You pay off too much. You have trouble letting go of big hands. Bad calls on early streets get you into trouble later. You call when you know you’re beat, saying things like, “I had to,” or “I was priced in.”

Does this sound like you? I’ve got good news. You’re not alone. Most poker players have an innate desire to call and see the showdown. You can’t win if you don’t play, after all, and besides you’re curious about what your opponent has under there. The desire is that much harder to resist when you have a big hand, because they come along so rarely, and in your head you have probably already imagined yourself winning the pot.

I think of this urge like a little demon who is always looking for new ways to trick me into calling when I ought to fold. The demon never goes away, but with practice, you can get wise to his tricks and learn to keep him at bay.

That’s the introduction to my article, “The Calling Demon”, now appearing in Cardplayer. If you struggle with your own calling demon, and I don’t know any poker player who doesn’t, then you should check it out. For further advice on cultivating the discipline to fold, I also recommend Tommy Angelo’s “The Worst Play Ever“, which introduces a rather innovative exercise for exercising your folding muscle.

5 thoughts on “The Calling Demon”

  1. The concept of demon is useful concept I suspect you derived from your own introspection.
    After reading your article I am not sure what did you mean by demon?
    In my past I derive similar concept from my own poker experience.
    My concept of demon was closer to Descartes definition:
    An entity who is capable of deceiving us to such a degree that we have reason to doubt the totality of what our senses tell us.

    After some time replaced this concept with new concept: I am no doer.
    The concept is believe that I am habitual involuntary mechanism similar to rest of poker players.
    The concept is about repetition of memories, thoughts, felling, routines,mistakes,etc.
    Basically I do not think in category of my actions or my opponent actions but rather pre-determined reactions.
    This model gives more access points that demon concept.
    Your advice and access point is basically “correction” of thought process.
    The processing center is able to modify content of the thought.
    It is just good and useful advice. Good Luck!.
    The big limitation of your model are missing preconditions for your thought process.
    There are plenty experiments showing that, prior to the moment of conscious choice, there are correlated brain events that allow scientists to predict, with 60 to 80 percent probability, what the choice will be.OK.

    Example
    Emotion seems to be a possible precondition for thought and perception even — in cases when we ordinarily think that no emotion is involved.
    In cases of decisions the relation is much more stronger.
    Emotions are mandatory precondition for ANY decision.
    There are some loop mechanism of course where thoughts could generate emotion too.
    Emotion are implemented as chemical messages-rather uncontrolled injections of mixture drugs.
    This is the key insight for my model is to realize that, moment by moment, we are being driven by a drug.
    There are another preconditions too.

    Anyway- it is so liberating for ego to say:
    No, I am not going to respond to this particular ‘cocaine-driven’ fantasy.
    It SO is liberating for ego to have the free will to choose how to respond in a situation, rather than to act mechanically from mindless, primitive conditioned patterns in our brain.LOL.

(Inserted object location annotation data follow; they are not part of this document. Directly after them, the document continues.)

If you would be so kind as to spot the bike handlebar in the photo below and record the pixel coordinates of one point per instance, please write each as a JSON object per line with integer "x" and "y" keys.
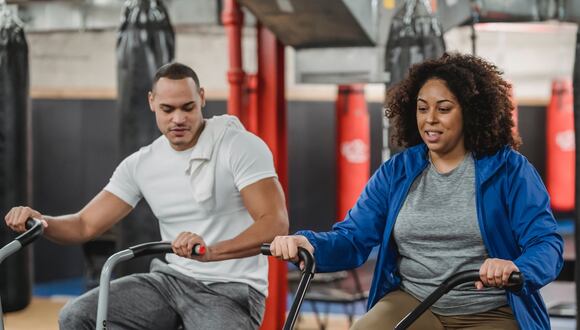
{"x": 34, "y": 229}
{"x": 515, "y": 280}
{"x": 307, "y": 274}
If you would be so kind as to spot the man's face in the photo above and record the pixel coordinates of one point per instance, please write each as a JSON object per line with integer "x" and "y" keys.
{"x": 177, "y": 106}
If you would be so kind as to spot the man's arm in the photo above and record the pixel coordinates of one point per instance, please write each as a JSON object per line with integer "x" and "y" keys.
{"x": 266, "y": 203}
{"x": 100, "y": 214}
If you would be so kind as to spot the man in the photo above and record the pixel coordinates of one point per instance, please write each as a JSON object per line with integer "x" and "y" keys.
{"x": 209, "y": 182}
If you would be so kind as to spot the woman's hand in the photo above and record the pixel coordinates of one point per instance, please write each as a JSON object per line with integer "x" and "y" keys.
{"x": 286, "y": 247}
{"x": 495, "y": 273}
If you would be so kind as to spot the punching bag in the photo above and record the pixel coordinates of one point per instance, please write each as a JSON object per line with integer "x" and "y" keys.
{"x": 145, "y": 42}
{"x": 352, "y": 147}
{"x": 16, "y": 270}
{"x": 415, "y": 35}
{"x": 561, "y": 146}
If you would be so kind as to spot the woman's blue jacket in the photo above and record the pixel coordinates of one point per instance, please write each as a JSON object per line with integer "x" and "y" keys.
{"x": 513, "y": 210}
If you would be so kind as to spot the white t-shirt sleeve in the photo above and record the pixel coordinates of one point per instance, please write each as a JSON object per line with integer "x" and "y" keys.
{"x": 250, "y": 159}
{"x": 122, "y": 184}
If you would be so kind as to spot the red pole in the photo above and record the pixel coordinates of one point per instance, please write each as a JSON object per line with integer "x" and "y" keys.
{"x": 251, "y": 111}
{"x": 272, "y": 129}
{"x": 352, "y": 147}
{"x": 232, "y": 18}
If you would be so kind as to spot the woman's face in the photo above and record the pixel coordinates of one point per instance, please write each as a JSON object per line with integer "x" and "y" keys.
{"x": 440, "y": 119}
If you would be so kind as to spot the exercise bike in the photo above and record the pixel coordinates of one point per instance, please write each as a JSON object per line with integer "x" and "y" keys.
{"x": 34, "y": 230}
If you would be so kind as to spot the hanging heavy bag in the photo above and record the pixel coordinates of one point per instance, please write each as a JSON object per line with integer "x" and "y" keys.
{"x": 145, "y": 42}
{"x": 415, "y": 36}
{"x": 15, "y": 271}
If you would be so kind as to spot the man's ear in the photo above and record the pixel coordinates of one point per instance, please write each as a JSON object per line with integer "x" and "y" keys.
{"x": 202, "y": 96}
{"x": 150, "y": 99}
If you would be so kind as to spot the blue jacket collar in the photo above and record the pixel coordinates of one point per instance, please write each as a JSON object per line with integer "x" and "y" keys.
{"x": 416, "y": 159}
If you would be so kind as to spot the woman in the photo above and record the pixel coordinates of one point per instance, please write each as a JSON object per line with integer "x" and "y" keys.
{"x": 459, "y": 197}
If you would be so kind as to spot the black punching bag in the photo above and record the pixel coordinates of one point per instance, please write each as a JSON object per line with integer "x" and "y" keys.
{"x": 145, "y": 42}
{"x": 415, "y": 36}
{"x": 16, "y": 270}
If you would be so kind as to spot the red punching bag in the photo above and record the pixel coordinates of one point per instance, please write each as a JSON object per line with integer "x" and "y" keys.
{"x": 353, "y": 151}
{"x": 561, "y": 152}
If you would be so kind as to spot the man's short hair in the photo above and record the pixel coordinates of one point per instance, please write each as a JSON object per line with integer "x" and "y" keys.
{"x": 175, "y": 71}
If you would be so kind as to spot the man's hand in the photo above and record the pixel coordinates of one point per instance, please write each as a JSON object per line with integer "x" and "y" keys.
{"x": 17, "y": 216}
{"x": 184, "y": 243}
{"x": 286, "y": 247}
{"x": 495, "y": 273}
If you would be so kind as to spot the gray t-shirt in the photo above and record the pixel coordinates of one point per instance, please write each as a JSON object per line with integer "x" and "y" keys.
{"x": 437, "y": 234}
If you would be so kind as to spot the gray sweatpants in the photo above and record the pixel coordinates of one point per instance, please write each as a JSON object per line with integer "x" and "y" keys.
{"x": 164, "y": 299}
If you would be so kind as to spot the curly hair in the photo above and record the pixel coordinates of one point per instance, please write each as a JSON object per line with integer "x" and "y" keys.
{"x": 483, "y": 94}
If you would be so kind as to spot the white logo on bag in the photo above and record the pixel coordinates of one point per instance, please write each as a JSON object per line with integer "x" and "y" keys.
{"x": 566, "y": 140}
{"x": 355, "y": 151}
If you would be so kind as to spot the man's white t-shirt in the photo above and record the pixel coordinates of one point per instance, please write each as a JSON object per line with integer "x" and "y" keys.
{"x": 198, "y": 190}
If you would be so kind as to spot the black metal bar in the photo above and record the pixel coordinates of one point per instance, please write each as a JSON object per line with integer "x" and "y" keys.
{"x": 307, "y": 274}
{"x": 34, "y": 229}
{"x": 516, "y": 280}
{"x": 157, "y": 248}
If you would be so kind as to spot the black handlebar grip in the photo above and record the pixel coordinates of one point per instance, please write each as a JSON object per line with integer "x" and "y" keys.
{"x": 198, "y": 250}
{"x": 29, "y": 223}
{"x": 265, "y": 249}
{"x": 516, "y": 278}
{"x": 34, "y": 228}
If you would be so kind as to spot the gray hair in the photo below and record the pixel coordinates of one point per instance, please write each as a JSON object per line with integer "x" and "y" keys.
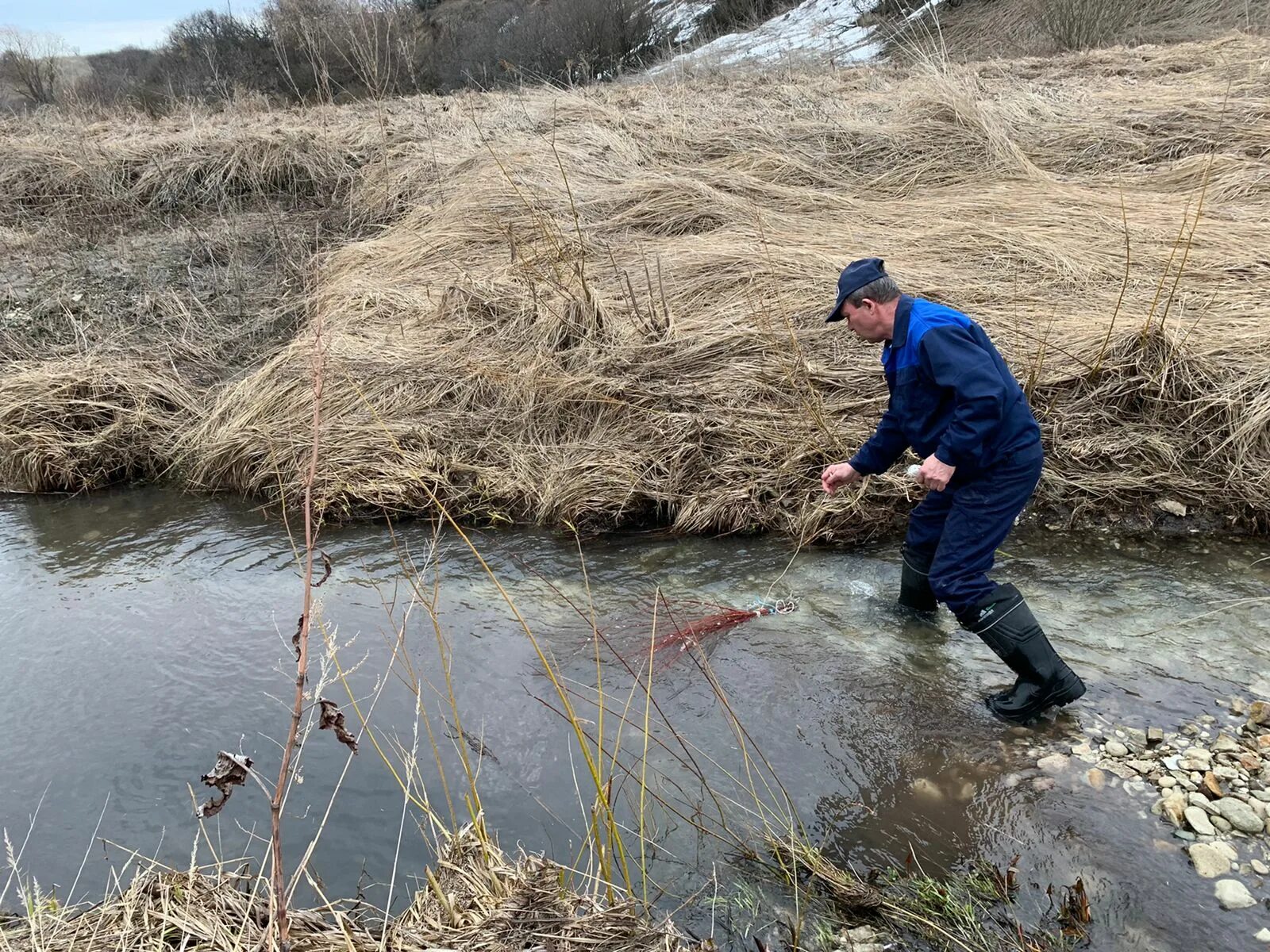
{"x": 882, "y": 291}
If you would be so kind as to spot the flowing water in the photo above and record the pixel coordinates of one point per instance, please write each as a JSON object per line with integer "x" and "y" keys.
{"x": 145, "y": 631}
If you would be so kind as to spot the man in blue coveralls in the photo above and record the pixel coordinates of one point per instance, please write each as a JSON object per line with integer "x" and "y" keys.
{"x": 956, "y": 404}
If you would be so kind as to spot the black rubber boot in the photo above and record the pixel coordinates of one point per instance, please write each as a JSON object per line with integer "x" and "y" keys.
{"x": 1007, "y": 626}
{"x": 914, "y": 583}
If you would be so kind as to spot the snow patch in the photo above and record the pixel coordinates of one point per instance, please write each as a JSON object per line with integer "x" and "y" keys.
{"x": 679, "y": 21}
{"x": 822, "y": 29}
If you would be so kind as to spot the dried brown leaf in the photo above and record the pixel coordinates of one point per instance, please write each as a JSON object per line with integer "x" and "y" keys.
{"x": 333, "y": 720}
{"x": 229, "y": 772}
{"x": 327, "y": 570}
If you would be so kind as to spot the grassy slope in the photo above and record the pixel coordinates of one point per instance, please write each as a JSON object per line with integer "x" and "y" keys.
{"x": 605, "y": 305}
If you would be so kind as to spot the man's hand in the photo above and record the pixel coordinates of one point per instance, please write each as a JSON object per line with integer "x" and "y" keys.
{"x": 837, "y": 476}
{"x": 935, "y": 474}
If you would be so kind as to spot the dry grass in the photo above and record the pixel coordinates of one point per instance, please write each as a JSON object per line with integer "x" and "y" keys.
{"x": 476, "y": 899}
{"x": 603, "y": 306}
{"x": 73, "y": 425}
{"x": 979, "y": 29}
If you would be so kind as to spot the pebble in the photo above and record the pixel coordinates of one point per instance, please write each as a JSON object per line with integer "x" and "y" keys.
{"x": 1210, "y": 785}
{"x": 1054, "y": 763}
{"x": 1198, "y": 820}
{"x": 1240, "y": 816}
{"x": 1232, "y": 894}
{"x": 924, "y": 787}
{"x": 1202, "y": 803}
{"x": 1259, "y": 712}
{"x": 1210, "y": 860}
{"x": 1174, "y": 806}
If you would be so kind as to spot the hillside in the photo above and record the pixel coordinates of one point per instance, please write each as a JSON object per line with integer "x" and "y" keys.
{"x": 603, "y": 306}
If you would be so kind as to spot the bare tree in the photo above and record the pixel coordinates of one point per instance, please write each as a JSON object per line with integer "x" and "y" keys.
{"x": 29, "y": 63}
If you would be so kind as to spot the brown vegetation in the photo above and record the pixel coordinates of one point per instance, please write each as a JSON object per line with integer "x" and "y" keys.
{"x": 603, "y": 306}
{"x": 482, "y": 900}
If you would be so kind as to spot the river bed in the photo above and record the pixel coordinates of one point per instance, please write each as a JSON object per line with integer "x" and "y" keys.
{"x": 146, "y": 630}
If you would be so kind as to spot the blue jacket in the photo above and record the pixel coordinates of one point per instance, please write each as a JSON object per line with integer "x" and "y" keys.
{"x": 950, "y": 393}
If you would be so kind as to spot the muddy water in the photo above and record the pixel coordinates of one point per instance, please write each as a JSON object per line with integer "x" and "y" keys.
{"x": 145, "y": 630}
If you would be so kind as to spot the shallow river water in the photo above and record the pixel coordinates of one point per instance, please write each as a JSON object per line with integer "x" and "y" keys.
{"x": 145, "y": 630}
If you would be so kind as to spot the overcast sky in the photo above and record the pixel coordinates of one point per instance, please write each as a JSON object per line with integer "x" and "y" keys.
{"x": 93, "y": 25}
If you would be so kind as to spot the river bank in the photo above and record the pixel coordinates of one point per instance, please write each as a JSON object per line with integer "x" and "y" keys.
{"x": 579, "y": 308}
{"x": 173, "y": 613}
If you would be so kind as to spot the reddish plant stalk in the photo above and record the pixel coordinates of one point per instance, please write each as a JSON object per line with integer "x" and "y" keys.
{"x": 277, "y": 879}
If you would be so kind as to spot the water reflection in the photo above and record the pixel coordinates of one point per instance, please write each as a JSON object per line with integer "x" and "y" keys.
{"x": 148, "y": 630}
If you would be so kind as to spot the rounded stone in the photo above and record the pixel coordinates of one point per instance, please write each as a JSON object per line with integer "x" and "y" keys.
{"x": 1198, "y": 820}
{"x": 1232, "y": 894}
{"x": 1240, "y": 816}
{"x": 1210, "y": 861}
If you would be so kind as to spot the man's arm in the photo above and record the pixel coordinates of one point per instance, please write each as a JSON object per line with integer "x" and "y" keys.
{"x": 883, "y": 448}
{"x": 876, "y": 455}
{"x": 958, "y": 363}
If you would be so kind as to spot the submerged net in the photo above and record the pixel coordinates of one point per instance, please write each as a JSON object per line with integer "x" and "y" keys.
{"x": 676, "y": 628}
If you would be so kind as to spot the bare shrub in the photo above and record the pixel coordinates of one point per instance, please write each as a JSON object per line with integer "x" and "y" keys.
{"x": 1083, "y": 25}
{"x": 31, "y": 63}
{"x": 564, "y": 42}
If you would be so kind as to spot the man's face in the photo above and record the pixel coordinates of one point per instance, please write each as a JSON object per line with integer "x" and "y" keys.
{"x": 867, "y": 321}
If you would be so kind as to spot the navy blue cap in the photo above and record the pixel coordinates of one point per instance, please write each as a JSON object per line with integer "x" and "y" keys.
{"x": 854, "y": 277}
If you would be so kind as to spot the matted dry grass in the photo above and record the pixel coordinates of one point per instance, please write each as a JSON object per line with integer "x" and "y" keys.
{"x": 605, "y": 305}
{"x": 476, "y": 899}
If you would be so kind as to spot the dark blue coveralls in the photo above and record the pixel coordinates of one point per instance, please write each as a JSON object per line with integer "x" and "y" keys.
{"x": 952, "y": 395}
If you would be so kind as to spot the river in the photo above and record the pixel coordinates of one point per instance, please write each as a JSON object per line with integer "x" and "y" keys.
{"x": 145, "y": 630}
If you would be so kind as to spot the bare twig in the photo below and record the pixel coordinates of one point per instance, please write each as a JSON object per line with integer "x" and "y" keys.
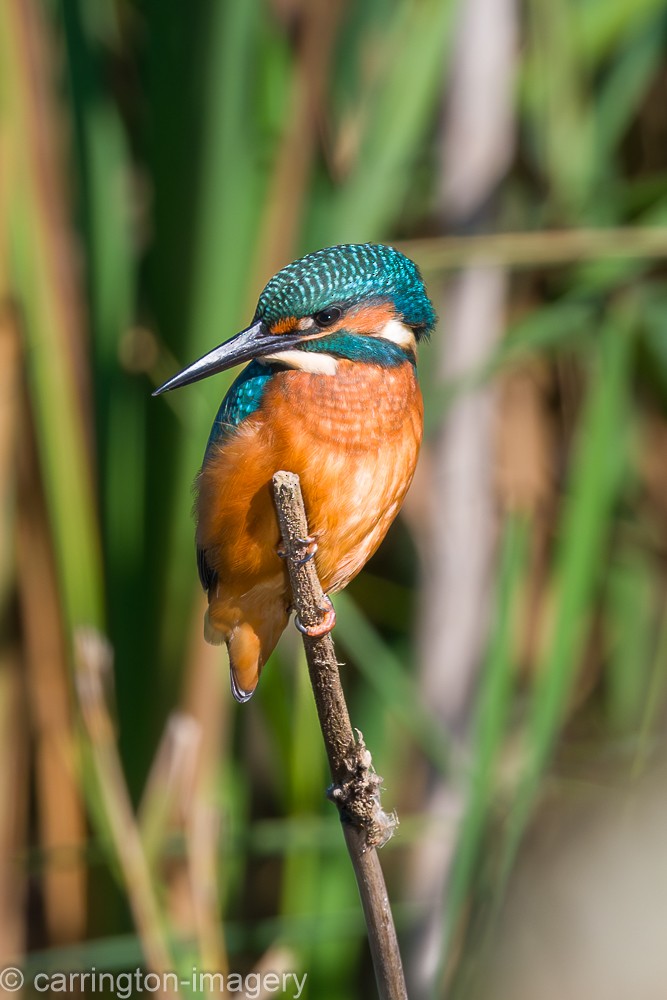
{"x": 355, "y": 788}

    • Nice post as usual, Andy. I hadn’t explicitly thought about it, but I’m sure you’re right that my demon metaphor is heavily Cartesian. I’m aware of the problems you cite – in fact I’m embarrassed to be caught in such blatant Cartesianism – and yet it still feels like it works to me. Like I really can play with awareness of my weaknesses/shortcomings and subvert them through rational consideration. Thought-provoking stuff as always, though, as I don’t really know how to refute it other than to say that it feels like I really do have more control than that.

      • I believe that your model is working for you.
        Because your ‘bio-robot’ did implemented the correct boot routine(considerations, pause, take a deep breath, thinking to be more nuanced and situational,etc.)
        His CPU does not have wide spread defects in bio-robots -elevated ego identity for example.

  2. I think an alternative title to this article could have been “Taking range seriously,” for two reasons:

    1. If you are thinking in terms of ranges and you are playing live poker (as in your example), you will often be able to put people on extremely precise hands, with the possibility of a bluff %. The excitement of your own hand’s absolute strength is irrelevant at this point. So to the extent that you take ranges seriously, you listen less to the calling demon.

    2. If you are thinking in terms of ranges, you are less interested in calling for the sake of finding out “what he had,” because you are far less interested in the results of this one particular hand, and you recognize that the correctness of your decision can only be judged with the information you had PRIOR to seeing his hand, as all poker decisions are made with this incomplete information.